Au final, il ingérait un autre poison pour échapper au poison.

Son esprit devint agité. Se rappelant les conseils du docteur Brima, Rose se prépara méthodiquement et se disposa pour la nuit. Elle n'oublia pas de verrouiller la porte de la chambre pour empêcher les allées et venues. La pièce attenante qu'elle utilisait était une chambre close sans sortie extérieure autre que par la chambre d'Ézéchiel.

Rose avait l'intention de se retrouver enfermée dans la même pièce que l'homme.
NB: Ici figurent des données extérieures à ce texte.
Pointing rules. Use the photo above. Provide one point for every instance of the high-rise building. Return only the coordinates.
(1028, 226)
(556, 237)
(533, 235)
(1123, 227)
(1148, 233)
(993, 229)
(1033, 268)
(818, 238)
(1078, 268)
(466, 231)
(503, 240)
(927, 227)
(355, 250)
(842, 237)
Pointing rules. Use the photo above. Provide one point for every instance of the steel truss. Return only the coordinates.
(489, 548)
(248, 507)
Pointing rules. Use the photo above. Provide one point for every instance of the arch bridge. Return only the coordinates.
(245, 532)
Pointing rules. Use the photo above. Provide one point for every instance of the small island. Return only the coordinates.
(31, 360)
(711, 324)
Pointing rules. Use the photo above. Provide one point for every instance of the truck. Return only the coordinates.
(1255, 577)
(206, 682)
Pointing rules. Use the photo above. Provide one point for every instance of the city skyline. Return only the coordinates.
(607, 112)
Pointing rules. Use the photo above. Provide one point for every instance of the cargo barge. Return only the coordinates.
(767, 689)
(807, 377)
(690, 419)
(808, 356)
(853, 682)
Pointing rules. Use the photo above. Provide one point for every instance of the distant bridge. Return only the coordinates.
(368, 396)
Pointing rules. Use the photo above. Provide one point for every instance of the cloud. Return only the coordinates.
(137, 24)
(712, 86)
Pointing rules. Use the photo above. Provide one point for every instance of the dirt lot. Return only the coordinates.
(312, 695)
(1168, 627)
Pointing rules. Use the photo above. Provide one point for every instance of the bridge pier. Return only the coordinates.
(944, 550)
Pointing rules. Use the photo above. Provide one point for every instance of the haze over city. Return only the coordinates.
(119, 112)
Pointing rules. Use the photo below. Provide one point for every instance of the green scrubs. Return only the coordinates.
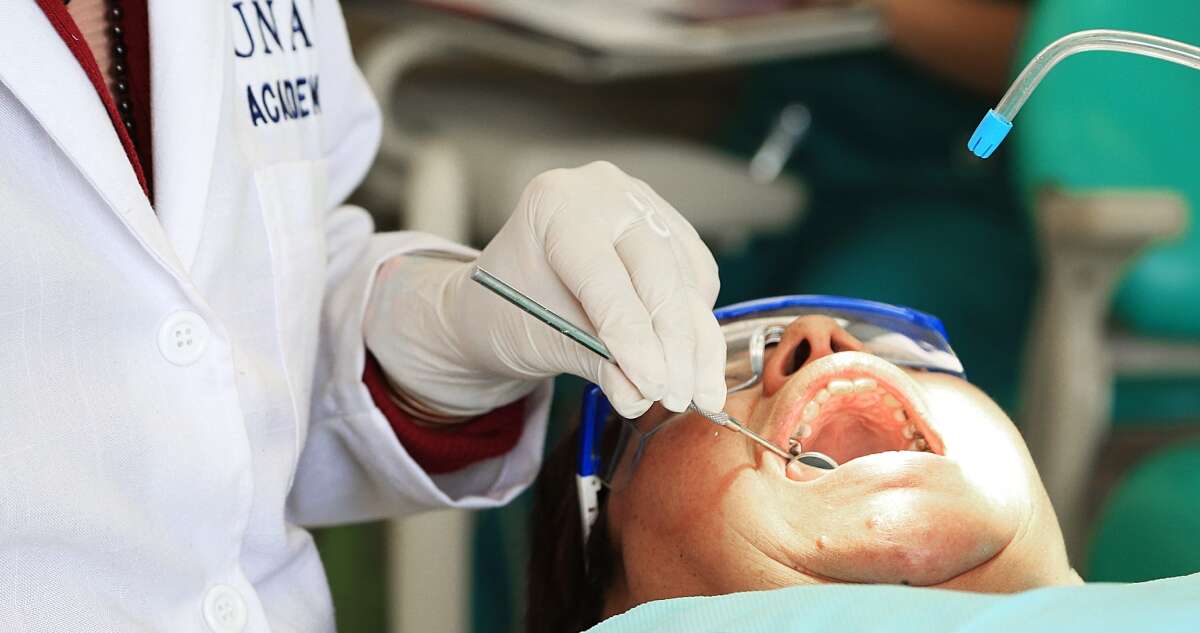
(899, 210)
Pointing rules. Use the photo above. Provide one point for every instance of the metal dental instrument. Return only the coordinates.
(582, 337)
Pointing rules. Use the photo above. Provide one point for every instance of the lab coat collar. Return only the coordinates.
(187, 54)
(40, 71)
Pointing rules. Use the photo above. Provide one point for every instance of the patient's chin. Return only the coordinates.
(909, 536)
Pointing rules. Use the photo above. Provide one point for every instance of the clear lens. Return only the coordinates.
(623, 445)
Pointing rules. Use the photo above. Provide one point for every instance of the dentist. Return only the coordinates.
(203, 349)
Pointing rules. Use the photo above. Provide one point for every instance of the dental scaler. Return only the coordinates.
(594, 344)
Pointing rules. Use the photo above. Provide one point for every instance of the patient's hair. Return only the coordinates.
(565, 596)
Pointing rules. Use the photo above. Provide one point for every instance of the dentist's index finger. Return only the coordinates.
(595, 275)
(655, 272)
(700, 276)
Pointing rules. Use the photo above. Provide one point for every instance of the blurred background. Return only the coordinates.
(821, 148)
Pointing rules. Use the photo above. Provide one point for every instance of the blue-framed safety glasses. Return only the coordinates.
(898, 335)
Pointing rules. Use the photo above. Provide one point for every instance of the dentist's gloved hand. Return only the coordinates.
(598, 247)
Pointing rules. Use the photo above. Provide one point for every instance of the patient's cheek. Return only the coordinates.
(676, 518)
« Imaginez si Monsieur Ézéchiel, incapable de supporter la douleur, tente de se faire du mal à nouveau ou devient violent envers les autres. Il n'y a personne ici pour gérer ça. »

Madame Serva s'était auparavant inquiétée des lendemains de la confrontation avec Ézéchiel sans Rhodanum.
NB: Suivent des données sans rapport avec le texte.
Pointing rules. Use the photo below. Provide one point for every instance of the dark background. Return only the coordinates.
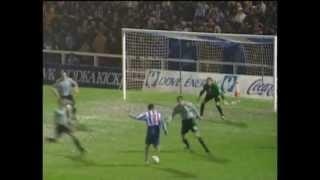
(21, 127)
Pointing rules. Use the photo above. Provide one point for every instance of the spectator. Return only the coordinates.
(74, 25)
(69, 41)
(240, 15)
(99, 43)
(85, 47)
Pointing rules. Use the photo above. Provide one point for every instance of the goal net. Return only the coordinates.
(195, 52)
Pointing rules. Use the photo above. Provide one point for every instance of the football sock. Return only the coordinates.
(203, 144)
(185, 141)
(220, 110)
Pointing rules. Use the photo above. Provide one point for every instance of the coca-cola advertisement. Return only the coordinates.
(192, 83)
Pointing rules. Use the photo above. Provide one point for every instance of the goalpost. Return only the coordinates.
(239, 54)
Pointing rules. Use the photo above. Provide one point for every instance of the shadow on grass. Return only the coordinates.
(142, 151)
(175, 172)
(211, 157)
(82, 127)
(231, 123)
(86, 162)
(267, 147)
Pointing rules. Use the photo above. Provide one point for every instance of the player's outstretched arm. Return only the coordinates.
(164, 126)
(76, 86)
(141, 117)
(55, 92)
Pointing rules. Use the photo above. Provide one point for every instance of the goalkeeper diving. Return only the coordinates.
(189, 114)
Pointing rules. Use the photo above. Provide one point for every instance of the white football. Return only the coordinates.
(156, 159)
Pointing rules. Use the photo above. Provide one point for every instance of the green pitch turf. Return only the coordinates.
(244, 147)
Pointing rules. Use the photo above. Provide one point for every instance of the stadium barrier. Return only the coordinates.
(192, 82)
(97, 72)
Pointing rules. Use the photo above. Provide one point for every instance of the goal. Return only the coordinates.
(239, 54)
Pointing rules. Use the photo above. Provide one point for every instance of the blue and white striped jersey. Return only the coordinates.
(152, 118)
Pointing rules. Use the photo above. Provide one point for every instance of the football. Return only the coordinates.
(156, 159)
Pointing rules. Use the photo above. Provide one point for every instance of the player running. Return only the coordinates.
(62, 125)
(189, 114)
(212, 92)
(154, 122)
(63, 89)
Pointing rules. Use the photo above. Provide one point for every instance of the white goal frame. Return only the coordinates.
(125, 30)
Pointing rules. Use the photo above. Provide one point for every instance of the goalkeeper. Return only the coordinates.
(189, 114)
(212, 92)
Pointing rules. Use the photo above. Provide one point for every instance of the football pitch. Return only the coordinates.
(244, 146)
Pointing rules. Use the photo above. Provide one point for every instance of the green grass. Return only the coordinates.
(243, 150)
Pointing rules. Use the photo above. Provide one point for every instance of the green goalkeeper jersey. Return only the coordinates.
(186, 111)
(215, 90)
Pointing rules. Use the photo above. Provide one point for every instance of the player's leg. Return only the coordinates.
(73, 104)
(218, 106)
(146, 153)
(184, 130)
(148, 141)
(204, 102)
(196, 132)
(56, 134)
(75, 140)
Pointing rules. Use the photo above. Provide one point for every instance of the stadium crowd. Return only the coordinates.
(96, 26)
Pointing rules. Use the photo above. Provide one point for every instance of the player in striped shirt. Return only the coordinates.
(154, 122)
(188, 114)
(64, 88)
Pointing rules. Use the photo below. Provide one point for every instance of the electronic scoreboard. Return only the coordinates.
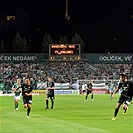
(64, 51)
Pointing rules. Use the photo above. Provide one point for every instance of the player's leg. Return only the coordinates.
(52, 102)
(47, 97)
(125, 106)
(15, 103)
(29, 102)
(86, 96)
(91, 95)
(116, 110)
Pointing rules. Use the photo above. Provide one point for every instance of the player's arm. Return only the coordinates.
(30, 93)
(52, 88)
(115, 91)
(15, 89)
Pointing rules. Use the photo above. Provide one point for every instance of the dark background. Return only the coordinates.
(103, 26)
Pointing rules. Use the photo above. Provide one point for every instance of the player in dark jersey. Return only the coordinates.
(17, 91)
(126, 93)
(27, 95)
(89, 90)
(50, 93)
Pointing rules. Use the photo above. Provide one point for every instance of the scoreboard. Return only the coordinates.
(64, 51)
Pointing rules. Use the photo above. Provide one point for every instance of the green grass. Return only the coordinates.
(71, 114)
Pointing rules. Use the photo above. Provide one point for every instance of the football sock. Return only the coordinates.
(116, 111)
(91, 96)
(52, 103)
(86, 98)
(28, 111)
(16, 105)
(47, 103)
Personne pour gérer ça... songea-t-elle.

Fermant hermétiquement les brèches de son cœur où rampaient les ombres de l'anxiété, Rose serra résolument les lèvres.

Je peux le faire. Je peux le faire. N'est-ce pas pour ça que je suis venue ici ?

Moins de deux ou trois heures plus tard, le vacarme d'Ézéchiel jetant les bouteilles en verre et la tasse remplie de thé du sommeil annonça une longue aube.

« Putain... »

Même dans cette courte malédiction, elle sentit sa respiration faiblir. La preuve que son état physique empirait minute par minute.

Rose toucha rapidement le front d'Ézéchiel. Elle recula simultanément.

C'était un homme qui n'avait jamais été frileux. Sa température corporelle était élevée, et ses mains lui semblaient souvent chaudes quand elle s'occupait de lui, mais maintenant il était complètement froid comme de la glace. La sueur qui avait trempé ses vêtements drainait davantage sa chaleur corporelle. Bien qu'elle ne puisse pas distinguer les couleurs dans l'obscurité, ses lèvres étaient indubitablement d'un bleu pâle. Des tremblements continus suivirent.

C'étaient les symptômes typiques de l'hypothermie.